The growing popularity of Amazon Echo and Google Assistant is leading to an explosion in voice-based shopping. Smart speaker ownership has already registered a 128% uptick as compared to last year, with 1 out of every 6 Americans owning one.4 Consumers are already using voice to listen to news, podcasts, access information, and manage their smart homes. Both Amazon and Google used the holiday season to penetrate homes and gain market share.
We already got a preview of the power of voice and AI in the famous haircut appointment call by Google Duplex. The voice shopping market in the United States will rise from its current $2 billion USD valuation to $40 billion by 2022.5 With the use of voice recognition, natural language processing, deep learning, text-to-speech, and artificial intelligence, product discovery can be made extremely intuitive. Businesses must develop voice skills to integrate information of products and offers across channels. Currently, there are only 39 such apps within the voice shopping category. Retailers have to take voice across online shopping carts and past orders to enable product discovery. Voice has to evolve into a more sophisticated ‘conversational commerce’ such as the ability of voice assistants to have a dialogue and make a connection to a conversation that happened 30 minutes back. This has to be synergized with customer data to become powerful.
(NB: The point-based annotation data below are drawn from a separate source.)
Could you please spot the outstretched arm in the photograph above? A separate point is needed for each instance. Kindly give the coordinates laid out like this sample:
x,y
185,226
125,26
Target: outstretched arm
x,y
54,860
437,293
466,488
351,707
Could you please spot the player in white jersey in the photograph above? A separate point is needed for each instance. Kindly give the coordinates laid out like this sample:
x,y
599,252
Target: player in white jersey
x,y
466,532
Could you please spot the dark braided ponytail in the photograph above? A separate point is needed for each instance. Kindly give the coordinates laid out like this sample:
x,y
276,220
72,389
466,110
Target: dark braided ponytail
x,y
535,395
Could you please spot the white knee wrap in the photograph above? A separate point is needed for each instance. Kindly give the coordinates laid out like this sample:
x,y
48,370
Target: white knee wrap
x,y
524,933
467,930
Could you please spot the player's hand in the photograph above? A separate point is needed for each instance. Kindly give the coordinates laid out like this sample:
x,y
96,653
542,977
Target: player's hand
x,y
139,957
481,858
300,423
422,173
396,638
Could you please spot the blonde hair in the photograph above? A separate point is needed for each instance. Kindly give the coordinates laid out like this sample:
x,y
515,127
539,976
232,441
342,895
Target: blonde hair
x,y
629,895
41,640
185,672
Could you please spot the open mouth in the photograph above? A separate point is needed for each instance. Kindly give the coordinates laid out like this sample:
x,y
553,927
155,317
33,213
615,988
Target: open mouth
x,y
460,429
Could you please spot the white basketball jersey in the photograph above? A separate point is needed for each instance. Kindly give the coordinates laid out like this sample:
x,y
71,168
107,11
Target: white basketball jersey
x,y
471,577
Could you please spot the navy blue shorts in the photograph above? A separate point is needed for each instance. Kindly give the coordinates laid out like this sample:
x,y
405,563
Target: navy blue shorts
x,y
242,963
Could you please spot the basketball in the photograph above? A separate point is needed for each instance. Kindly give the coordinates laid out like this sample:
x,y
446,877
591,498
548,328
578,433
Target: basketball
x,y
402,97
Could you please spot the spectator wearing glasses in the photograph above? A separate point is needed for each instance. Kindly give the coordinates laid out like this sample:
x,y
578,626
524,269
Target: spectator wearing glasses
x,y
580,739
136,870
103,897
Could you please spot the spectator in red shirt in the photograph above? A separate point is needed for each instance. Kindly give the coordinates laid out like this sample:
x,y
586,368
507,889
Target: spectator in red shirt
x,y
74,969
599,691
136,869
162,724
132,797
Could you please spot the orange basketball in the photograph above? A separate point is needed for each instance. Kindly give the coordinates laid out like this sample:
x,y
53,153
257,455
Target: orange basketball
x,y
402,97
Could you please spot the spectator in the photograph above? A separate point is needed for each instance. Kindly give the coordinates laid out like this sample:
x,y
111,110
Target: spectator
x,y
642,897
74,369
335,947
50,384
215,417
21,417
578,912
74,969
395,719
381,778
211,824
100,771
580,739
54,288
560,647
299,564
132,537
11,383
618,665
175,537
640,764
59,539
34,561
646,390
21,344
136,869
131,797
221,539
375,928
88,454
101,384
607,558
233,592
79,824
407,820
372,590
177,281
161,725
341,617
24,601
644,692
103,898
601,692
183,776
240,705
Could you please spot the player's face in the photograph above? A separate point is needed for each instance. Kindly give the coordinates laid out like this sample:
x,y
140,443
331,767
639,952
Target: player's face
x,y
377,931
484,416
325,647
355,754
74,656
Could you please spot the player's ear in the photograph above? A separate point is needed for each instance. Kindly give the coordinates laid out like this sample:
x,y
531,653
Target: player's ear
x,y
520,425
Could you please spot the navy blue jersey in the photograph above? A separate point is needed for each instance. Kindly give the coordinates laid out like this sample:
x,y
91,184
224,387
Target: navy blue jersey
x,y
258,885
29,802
When a customer says, “Order peanut butter”, the system should be intelligent enough to place an order for ’JIF extra crunchy 4 pound’ pack by correlating previous purchases and matching the words against the exact SKU of the peanut butter.
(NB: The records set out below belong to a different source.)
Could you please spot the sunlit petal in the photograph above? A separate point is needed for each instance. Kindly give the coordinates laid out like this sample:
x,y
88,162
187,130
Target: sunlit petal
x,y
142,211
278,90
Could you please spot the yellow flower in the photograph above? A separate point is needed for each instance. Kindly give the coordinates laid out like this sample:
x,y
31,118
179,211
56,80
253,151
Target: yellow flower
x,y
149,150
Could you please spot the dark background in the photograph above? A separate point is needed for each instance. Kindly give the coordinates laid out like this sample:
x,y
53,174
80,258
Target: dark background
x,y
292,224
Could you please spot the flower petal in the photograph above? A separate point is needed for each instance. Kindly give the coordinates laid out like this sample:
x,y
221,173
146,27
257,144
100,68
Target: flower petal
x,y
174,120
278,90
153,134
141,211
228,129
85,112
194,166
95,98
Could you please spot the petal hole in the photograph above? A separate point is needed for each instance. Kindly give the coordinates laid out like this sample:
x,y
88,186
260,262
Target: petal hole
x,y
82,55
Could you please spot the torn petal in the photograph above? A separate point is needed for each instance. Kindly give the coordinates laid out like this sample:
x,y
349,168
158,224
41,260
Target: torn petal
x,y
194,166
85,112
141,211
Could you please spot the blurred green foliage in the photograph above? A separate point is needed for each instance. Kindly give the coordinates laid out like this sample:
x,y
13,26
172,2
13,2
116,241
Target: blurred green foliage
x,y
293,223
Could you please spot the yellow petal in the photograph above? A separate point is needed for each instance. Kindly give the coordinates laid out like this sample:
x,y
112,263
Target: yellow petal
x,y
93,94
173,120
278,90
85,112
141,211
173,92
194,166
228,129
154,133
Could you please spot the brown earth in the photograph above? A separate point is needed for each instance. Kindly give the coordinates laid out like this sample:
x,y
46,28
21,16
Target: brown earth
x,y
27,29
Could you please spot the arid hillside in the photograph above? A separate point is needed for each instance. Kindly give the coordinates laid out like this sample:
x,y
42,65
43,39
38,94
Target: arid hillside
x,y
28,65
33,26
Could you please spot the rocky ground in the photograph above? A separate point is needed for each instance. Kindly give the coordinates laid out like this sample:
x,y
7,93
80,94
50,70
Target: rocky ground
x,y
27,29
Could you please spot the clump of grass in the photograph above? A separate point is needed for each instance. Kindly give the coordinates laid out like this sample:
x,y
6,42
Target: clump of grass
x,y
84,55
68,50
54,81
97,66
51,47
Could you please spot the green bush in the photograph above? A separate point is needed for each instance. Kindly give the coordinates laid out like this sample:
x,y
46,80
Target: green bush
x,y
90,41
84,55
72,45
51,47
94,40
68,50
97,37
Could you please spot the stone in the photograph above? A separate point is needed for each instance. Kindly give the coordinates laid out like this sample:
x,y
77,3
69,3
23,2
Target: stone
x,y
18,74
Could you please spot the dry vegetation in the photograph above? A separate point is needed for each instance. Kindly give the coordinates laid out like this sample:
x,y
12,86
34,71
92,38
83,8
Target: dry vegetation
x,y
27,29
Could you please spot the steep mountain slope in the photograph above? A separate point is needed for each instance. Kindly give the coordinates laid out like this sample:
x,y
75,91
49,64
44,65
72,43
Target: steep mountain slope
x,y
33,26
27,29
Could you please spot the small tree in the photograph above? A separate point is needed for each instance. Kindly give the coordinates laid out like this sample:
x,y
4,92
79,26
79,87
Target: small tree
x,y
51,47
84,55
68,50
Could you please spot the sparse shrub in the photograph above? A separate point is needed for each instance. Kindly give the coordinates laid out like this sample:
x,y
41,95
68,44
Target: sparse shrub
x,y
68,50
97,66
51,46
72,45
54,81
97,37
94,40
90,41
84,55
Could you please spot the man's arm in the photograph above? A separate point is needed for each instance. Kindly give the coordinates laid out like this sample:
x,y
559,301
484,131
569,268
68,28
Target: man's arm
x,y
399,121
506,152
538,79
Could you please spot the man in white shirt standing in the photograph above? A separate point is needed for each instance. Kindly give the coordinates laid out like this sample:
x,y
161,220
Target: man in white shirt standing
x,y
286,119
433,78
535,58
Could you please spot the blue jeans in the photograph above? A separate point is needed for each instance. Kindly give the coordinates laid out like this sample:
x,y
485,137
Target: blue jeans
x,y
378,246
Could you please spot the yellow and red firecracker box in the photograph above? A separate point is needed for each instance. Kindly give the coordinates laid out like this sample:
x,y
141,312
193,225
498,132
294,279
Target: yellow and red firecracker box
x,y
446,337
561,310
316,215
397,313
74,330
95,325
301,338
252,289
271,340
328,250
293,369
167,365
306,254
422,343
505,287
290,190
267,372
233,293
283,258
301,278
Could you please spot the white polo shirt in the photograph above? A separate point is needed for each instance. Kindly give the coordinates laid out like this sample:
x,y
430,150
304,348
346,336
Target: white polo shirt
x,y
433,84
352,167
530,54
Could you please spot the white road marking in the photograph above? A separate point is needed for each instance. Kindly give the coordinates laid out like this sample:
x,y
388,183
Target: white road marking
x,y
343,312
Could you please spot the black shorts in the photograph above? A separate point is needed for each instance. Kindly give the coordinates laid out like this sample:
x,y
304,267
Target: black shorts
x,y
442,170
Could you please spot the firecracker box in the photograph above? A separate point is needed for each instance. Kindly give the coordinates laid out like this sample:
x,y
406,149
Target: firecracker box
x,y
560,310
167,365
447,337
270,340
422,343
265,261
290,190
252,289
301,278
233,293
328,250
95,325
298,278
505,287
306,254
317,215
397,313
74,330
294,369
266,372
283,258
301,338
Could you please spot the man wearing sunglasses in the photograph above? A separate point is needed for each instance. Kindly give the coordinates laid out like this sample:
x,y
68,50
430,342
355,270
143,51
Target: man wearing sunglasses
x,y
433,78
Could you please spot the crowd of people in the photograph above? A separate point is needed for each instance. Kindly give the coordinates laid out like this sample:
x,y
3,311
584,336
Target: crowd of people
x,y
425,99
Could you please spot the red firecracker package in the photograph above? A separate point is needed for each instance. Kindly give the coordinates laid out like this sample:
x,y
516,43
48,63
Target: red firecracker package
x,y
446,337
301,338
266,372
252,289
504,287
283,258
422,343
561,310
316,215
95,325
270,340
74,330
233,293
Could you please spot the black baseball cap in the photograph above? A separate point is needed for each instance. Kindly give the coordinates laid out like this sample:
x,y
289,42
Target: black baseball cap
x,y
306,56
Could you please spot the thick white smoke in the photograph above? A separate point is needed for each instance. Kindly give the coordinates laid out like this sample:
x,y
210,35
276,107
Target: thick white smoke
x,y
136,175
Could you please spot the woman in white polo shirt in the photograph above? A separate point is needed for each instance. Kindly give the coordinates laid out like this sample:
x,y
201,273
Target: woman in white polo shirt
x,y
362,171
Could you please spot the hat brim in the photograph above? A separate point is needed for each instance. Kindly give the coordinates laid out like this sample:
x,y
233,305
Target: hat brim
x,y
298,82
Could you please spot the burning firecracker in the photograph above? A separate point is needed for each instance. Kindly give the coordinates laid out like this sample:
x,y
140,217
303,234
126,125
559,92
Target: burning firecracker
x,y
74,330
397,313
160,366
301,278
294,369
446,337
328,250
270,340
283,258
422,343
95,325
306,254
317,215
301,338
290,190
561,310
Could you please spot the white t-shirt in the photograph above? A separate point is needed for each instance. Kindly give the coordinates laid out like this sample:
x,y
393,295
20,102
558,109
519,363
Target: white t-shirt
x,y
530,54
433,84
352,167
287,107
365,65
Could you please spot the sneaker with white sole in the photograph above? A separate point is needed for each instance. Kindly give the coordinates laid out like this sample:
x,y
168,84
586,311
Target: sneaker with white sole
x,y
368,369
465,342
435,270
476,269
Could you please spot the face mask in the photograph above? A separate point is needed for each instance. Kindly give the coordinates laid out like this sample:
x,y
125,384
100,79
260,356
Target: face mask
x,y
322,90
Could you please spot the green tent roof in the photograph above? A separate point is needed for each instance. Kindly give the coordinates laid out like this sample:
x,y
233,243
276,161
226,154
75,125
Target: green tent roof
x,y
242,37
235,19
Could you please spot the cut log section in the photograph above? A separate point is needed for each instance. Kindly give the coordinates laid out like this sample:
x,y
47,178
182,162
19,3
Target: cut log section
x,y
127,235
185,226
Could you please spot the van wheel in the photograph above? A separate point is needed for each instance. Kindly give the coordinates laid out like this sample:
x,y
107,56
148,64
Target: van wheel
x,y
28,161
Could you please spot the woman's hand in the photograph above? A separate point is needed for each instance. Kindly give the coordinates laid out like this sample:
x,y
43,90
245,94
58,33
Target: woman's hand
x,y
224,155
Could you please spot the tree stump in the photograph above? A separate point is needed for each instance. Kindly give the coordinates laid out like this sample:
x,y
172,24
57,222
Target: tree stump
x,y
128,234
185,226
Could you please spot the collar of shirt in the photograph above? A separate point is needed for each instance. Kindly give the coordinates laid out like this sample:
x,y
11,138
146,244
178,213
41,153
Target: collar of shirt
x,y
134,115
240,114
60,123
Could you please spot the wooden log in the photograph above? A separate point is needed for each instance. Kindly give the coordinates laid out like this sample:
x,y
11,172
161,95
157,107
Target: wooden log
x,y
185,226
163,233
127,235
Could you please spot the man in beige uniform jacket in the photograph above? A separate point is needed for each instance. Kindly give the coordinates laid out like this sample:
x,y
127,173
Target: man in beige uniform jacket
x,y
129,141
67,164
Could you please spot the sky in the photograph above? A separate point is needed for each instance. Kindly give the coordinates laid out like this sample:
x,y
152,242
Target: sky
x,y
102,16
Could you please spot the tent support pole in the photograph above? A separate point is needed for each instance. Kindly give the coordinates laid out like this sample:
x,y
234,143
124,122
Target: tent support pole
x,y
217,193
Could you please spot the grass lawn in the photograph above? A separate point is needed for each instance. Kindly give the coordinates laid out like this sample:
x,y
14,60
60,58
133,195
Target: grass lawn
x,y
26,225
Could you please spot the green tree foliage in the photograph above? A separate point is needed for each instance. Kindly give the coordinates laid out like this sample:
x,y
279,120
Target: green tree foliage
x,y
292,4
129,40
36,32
With brand loyalty on life support, the future belongs to retailers who can offer superior mobile experiences to serenade shoppers. Retailers are attempting to customize the product discovery process by using mixed reality (using virtual reality and augmented reality) for product visualization outside the store. Customers can not only read about the product, but also see how it fits into their space. Home Depot offers product visualization, live painting room, and a virtual toolbox. Sephora uses AR for trying on makeup online and getting a virtual makeover. While AR has worked well for home improvement and beauty, the apparel and fashion segments are still laggards in this space. The perfect virtual fitting room is a shopper’s dream and retailers have been trying to crack it for a while now. Virtual fits can get tricky with multiple body types, attributes, 3D scan, size, fits, and style of apparel. Hopefully, soon there will be a virtual fitting room that works next best to the real thing enabling apparel retailers leverage mixed reality for product visualization.
Much as the digital connected customers are a distracted lot, the good news is that they are using mobiles the most for product discovery. The question really is which of the retailers will be able to cash in on the five minutes of distraction and make the product discovery experience simple and exciting.
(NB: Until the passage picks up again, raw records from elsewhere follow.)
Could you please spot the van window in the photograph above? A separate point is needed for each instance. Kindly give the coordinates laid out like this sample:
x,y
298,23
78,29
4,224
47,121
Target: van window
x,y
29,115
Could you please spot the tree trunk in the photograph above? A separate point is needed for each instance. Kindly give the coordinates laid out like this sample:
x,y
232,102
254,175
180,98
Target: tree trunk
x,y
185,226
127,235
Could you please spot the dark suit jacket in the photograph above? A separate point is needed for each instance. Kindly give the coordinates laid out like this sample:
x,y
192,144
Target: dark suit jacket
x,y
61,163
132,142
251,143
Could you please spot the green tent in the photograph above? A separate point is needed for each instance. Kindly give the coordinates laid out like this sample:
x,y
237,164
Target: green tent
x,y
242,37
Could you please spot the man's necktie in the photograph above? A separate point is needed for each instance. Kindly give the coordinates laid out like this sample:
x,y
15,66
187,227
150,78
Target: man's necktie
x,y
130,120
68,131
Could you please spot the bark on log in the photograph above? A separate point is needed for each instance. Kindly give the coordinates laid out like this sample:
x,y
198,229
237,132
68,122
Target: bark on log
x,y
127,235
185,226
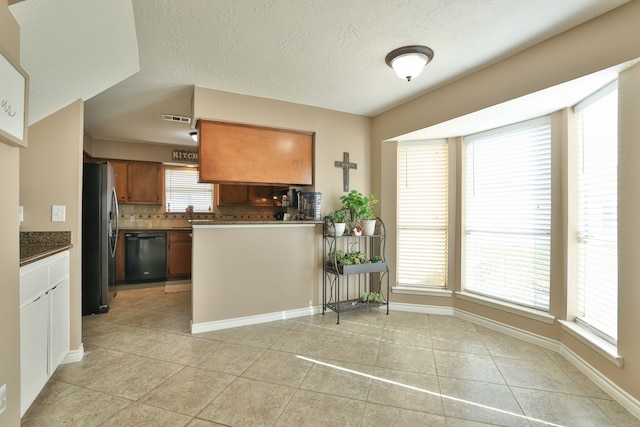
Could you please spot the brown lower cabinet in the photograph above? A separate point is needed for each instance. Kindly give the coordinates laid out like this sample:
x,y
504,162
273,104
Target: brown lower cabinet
x,y
178,254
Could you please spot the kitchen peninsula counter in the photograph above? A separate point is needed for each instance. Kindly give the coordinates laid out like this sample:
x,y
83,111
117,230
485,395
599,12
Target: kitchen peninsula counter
x,y
36,245
246,272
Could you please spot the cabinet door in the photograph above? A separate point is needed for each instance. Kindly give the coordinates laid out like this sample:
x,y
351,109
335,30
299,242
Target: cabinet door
x,y
59,327
145,183
34,343
231,194
121,180
120,257
178,254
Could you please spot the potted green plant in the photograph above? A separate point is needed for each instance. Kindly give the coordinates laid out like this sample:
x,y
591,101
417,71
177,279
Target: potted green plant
x,y
374,297
355,203
339,219
361,209
368,219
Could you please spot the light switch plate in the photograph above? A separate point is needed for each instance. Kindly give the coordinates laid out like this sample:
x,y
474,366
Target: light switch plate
x,y
58,213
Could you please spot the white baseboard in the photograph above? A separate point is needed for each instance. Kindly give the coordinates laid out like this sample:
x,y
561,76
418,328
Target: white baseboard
x,y
536,339
74,355
421,308
197,328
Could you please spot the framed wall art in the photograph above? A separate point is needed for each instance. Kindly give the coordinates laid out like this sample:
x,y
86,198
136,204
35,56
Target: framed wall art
x,y
14,90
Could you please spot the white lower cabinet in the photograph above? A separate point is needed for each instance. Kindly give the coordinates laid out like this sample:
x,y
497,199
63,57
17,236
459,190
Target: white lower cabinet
x,y
44,323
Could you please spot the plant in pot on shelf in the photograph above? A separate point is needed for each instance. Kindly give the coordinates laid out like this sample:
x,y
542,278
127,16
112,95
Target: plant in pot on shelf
x,y
339,219
368,219
372,297
361,209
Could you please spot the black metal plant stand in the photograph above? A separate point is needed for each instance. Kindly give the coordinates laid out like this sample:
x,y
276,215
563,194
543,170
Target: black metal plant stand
x,y
344,285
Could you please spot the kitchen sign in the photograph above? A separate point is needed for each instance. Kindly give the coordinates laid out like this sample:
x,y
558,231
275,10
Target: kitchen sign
x,y
13,102
185,156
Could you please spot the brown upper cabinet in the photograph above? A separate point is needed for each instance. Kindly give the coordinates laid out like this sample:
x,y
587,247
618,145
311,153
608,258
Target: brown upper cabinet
x,y
231,153
140,183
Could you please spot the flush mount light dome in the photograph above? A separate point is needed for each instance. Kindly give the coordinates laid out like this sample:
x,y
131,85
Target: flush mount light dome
x,y
409,61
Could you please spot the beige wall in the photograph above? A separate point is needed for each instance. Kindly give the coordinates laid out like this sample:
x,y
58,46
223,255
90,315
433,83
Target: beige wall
x,y
598,44
335,133
51,173
9,250
241,271
133,151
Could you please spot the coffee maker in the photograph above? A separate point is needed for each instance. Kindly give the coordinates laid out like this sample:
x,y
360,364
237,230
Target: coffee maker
x,y
309,205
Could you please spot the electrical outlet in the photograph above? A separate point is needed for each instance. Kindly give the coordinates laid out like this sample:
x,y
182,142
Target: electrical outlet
x,y
58,213
3,397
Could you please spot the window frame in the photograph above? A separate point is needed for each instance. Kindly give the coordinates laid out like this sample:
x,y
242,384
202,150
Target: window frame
x,y
520,295
169,198
436,225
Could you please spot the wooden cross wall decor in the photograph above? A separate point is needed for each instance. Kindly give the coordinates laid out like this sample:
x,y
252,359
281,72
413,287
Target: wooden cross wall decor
x,y
345,165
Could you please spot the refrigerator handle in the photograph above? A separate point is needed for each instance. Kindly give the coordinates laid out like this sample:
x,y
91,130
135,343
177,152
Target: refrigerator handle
x,y
114,203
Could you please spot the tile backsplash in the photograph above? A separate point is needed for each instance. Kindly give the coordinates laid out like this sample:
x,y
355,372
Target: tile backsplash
x,y
152,216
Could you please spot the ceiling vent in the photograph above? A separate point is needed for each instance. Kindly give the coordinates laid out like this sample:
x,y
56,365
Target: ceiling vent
x,y
172,118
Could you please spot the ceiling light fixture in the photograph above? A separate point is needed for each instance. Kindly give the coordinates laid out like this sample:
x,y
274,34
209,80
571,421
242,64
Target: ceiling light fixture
x,y
409,61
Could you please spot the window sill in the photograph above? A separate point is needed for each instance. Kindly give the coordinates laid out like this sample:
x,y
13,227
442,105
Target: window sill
x,y
420,290
530,313
594,342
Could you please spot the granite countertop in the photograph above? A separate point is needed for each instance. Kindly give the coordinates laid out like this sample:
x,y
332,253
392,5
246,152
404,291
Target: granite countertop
x,y
35,245
258,222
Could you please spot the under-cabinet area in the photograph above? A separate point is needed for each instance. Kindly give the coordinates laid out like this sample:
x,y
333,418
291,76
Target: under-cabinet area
x,y
355,274
248,195
170,247
44,323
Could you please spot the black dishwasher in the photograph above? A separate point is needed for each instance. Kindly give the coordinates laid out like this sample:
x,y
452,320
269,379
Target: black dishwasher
x,y
145,257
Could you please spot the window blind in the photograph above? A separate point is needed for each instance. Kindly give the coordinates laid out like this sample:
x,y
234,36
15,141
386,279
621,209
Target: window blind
x,y
507,213
182,189
597,237
422,245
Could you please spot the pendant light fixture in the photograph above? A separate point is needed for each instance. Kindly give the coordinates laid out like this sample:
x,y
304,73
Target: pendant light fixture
x,y
409,61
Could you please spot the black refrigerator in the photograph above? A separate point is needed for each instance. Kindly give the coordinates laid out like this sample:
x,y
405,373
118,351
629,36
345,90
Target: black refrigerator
x,y
99,236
The seamlessness of voice, the intuitiveness of computer vision and the life-like extended reality experiences will enable retailers to deliver a simple discovery experience. A simple front end—vision, voice, and mixed reality, and an extremely sophisticated backend—AI, ML, computer vision, augmented by rich product master data, deep customer understanding, a powerful recommendation engine, and contextual personalization will be the key mix for winning this game. The winning formula is to be customer focused and technology driven.